A group representing presidents of tenants' associations from four social housing complexes located near the proposed campus site also issued a statement criticizing the two politicians, both Democrats, after the death of the transaction. "Jimmy Van Bramer and Mike Gianaris were the politicians we came to when we needed help," the statement said. "This time, they did not even talk to us."
Amazon dropped the deal last week, despite recent polls that a majority of New Yorkers supported the planned campus. The decision was made after months of criticism, including at New York City Council hearings, where corporate executives were briefed on closed-door negotiations on tax incentives and their implementation. anti-union attitude. The appointment of Gianaris to a state council influencing tax incentives also fueled Amazon's decision.
The company said Thursday that some politicians "have made it clear that they are opposed to our presence and will not work with us to create the kind of relationships required to move the project forward."
Mr Van Bramer, a two-member board member, said Tuesday that he knew that opposing Amazon could harm his political future. He is appointed for a limited time at his seat on the board in 2021 and is considering running for president of the Borough of Queens.

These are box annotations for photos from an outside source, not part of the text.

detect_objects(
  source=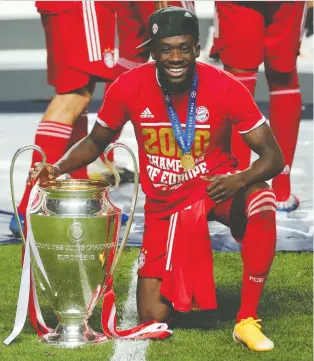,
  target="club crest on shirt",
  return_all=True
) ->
[152,23,158,35]
[104,50,114,68]
[138,251,146,269]
[196,106,209,123]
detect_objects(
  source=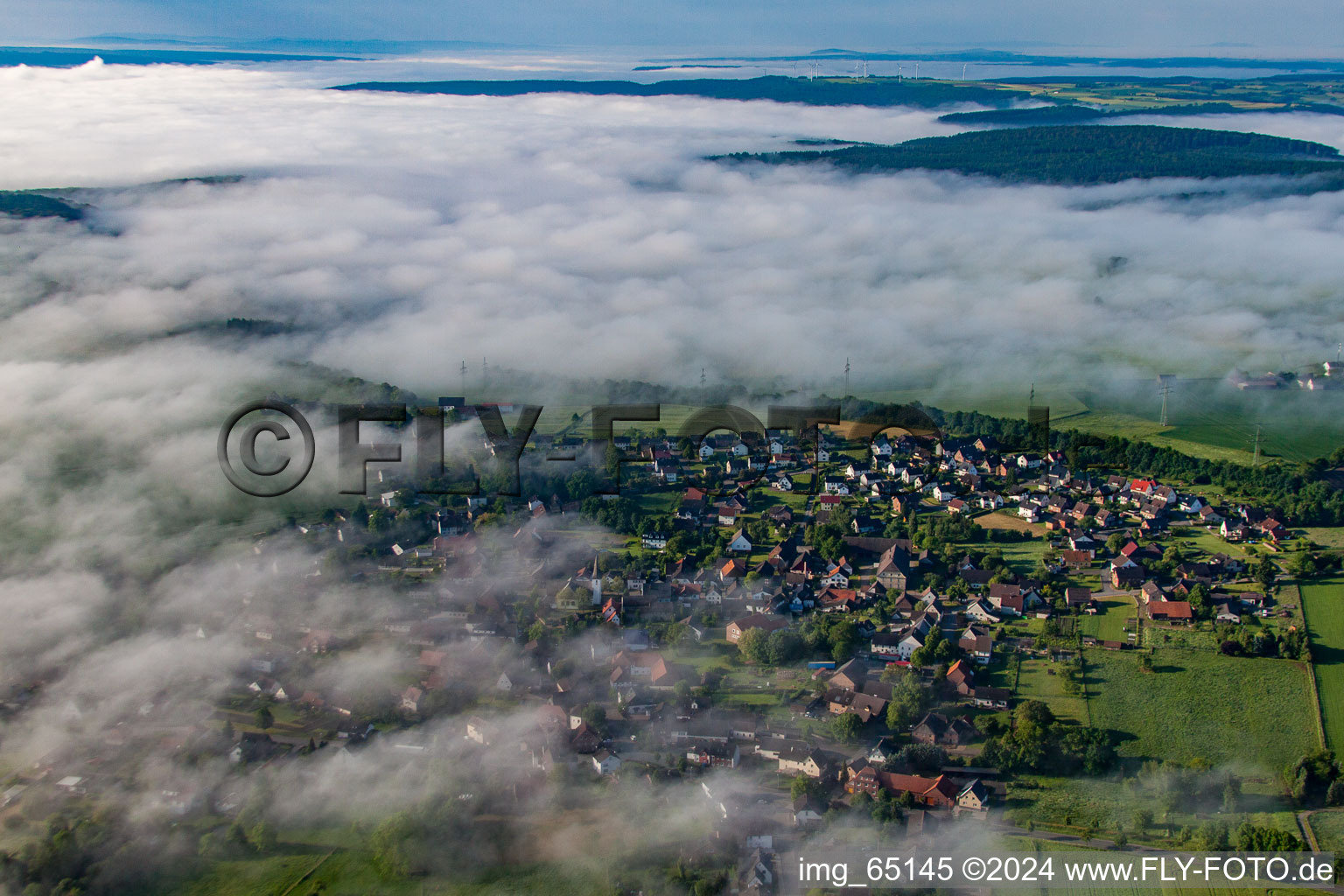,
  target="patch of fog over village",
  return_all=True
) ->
[0,54,1344,886]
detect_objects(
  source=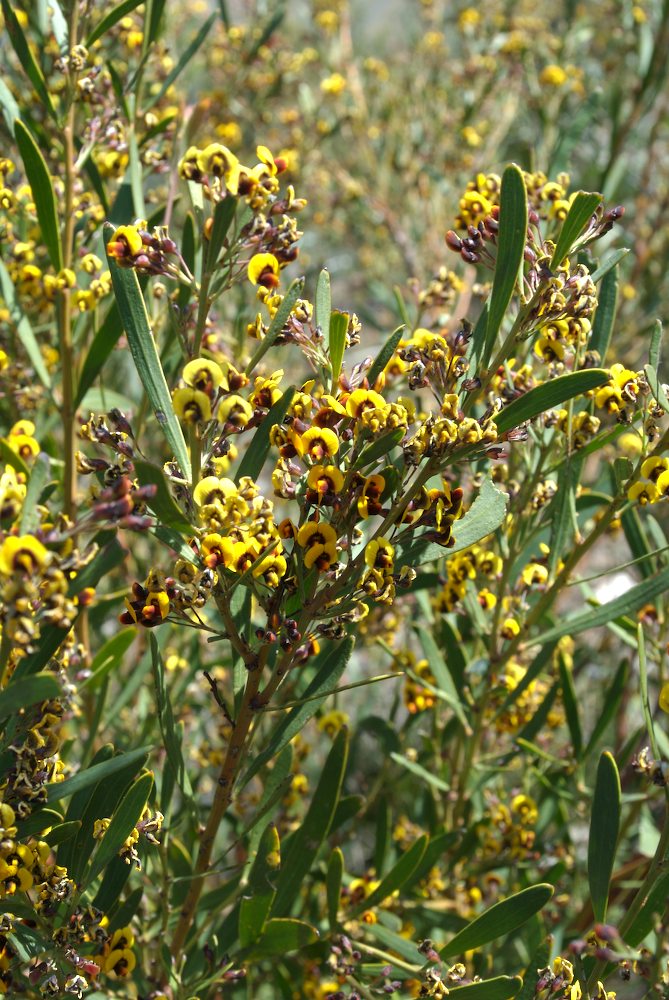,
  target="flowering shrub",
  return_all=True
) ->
[0,0,669,1000]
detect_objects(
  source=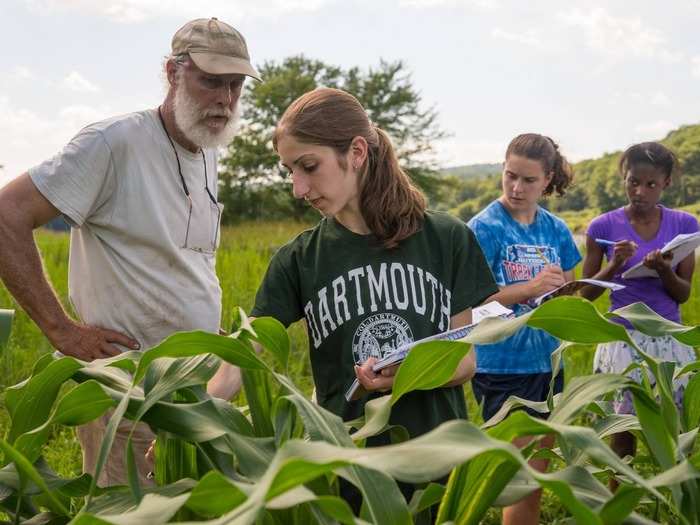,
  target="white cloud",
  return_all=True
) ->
[25,0,332,24]
[0,94,112,186]
[690,55,700,78]
[435,137,508,166]
[62,71,100,93]
[9,66,34,82]
[650,91,671,107]
[399,0,501,10]
[611,91,671,107]
[491,27,542,47]
[634,120,678,140]
[559,7,684,63]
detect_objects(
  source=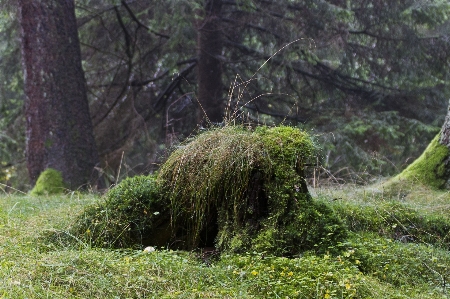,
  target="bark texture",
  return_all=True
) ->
[18,0,98,189]
[394,101,450,189]
[197,0,224,124]
[439,103,450,189]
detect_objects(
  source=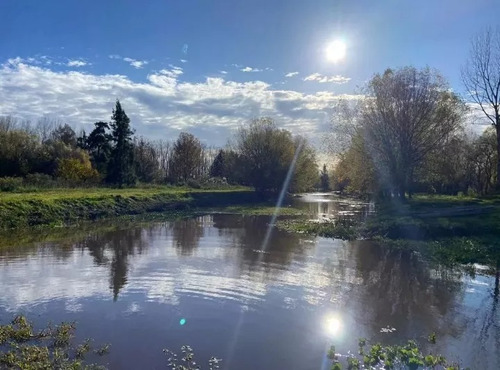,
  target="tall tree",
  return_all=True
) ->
[320,164,330,191]
[50,124,77,148]
[210,149,226,177]
[107,100,135,186]
[236,118,318,192]
[134,137,160,183]
[86,121,112,175]
[462,29,500,190]
[360,67,465,198]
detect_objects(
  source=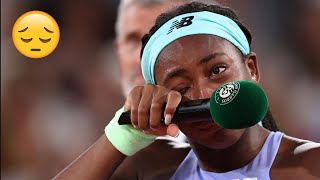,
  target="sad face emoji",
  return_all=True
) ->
[12,11,60,58]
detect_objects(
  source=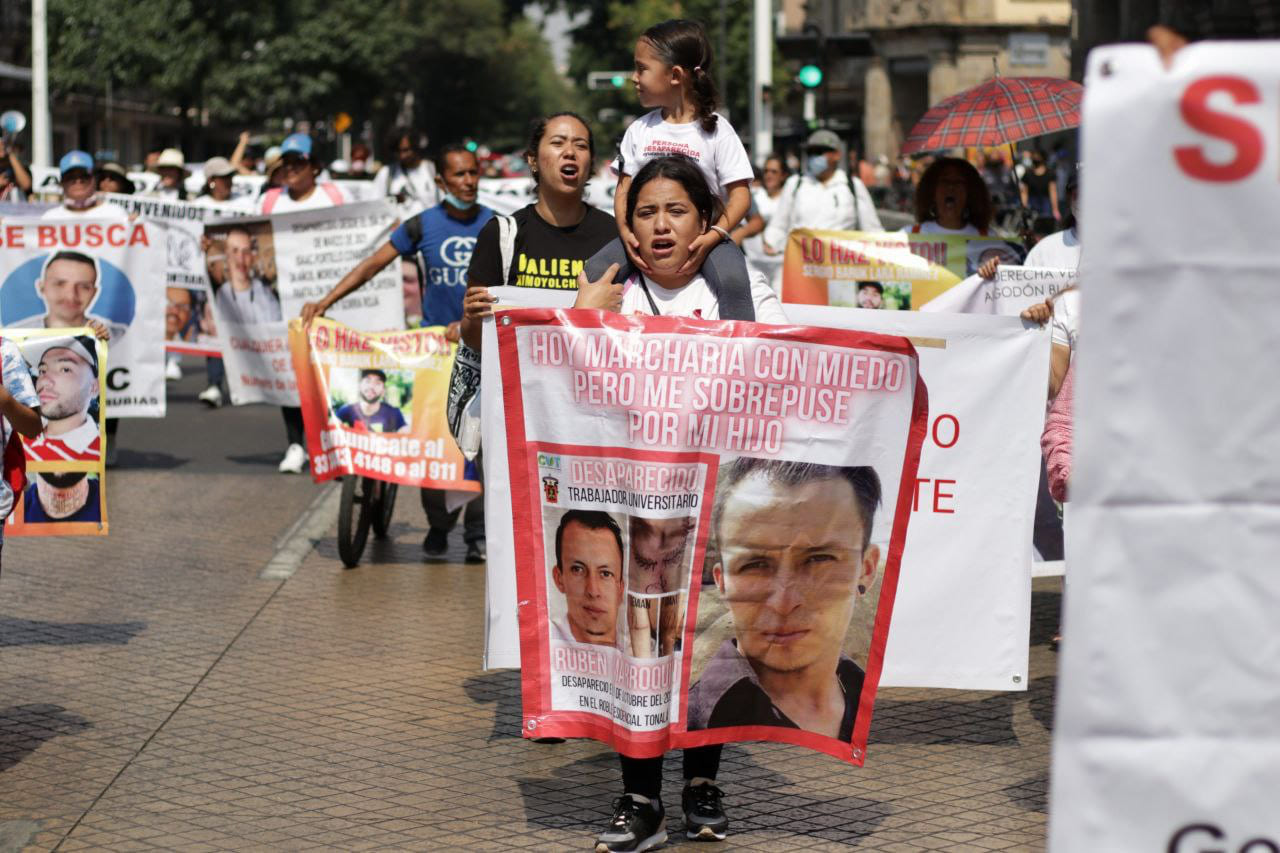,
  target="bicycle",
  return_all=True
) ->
[338,474,399,569]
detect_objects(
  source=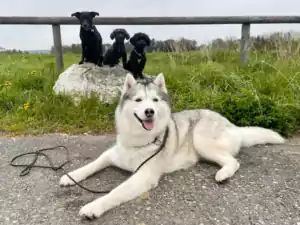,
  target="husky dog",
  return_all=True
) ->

"There are people who are angry with me, but I knew that to go there, I had my eyes wide open," he said.
Mr. Van Bramer read the polls showing that many people in the Queens area supported the agreement. But he said he spoke to residents, many of whom had mixed feelings. He finally went with his conscience, he said. "At some point, we have to let the political chips fall where they can," he said.
Gianaris, who has been in the state Senate since 2011 and is due to be re-elected in 2020, has not responded to a request for comment. But after the end of the agreement with Amazon, he said: "New York will be fine."
Justin Potter, a 39-year-old resident of Long Island City, said he created the DefeatGianaris.com website on Thursday, hours after the announcement made by Amazon. He said the agreement was not perfect, but considered it a "great opportunity" for Long Island City.
"I had the impression that Gianaris did not represent the interests of a majority of its constituents, but the most strident demands," said Mr. Potter.
The organizers who fought the agreement said that they represented the views of the community. They claimed to have spoken with residents when approaching the project. "It's thanks to the work of community organizers that some politicians have responded in the same way," said David Lee, a resident of Elmhurst and field organizer for the Queens Democratic Socialists of America.
Bree Chambers, 40, also a resident of Long Island City, said the arrival of Amazon was a benefit that would improve infrastructure and schools. She and other parents met with representatives from Amazon and discussed building a high school in Long Island City and building the capacity of existing schools. While she was angry at Amazon for leaving, she widely blamed elected officials who opposed the deal, she said.
"If you represent a district, you must at least recognize different voices," she said.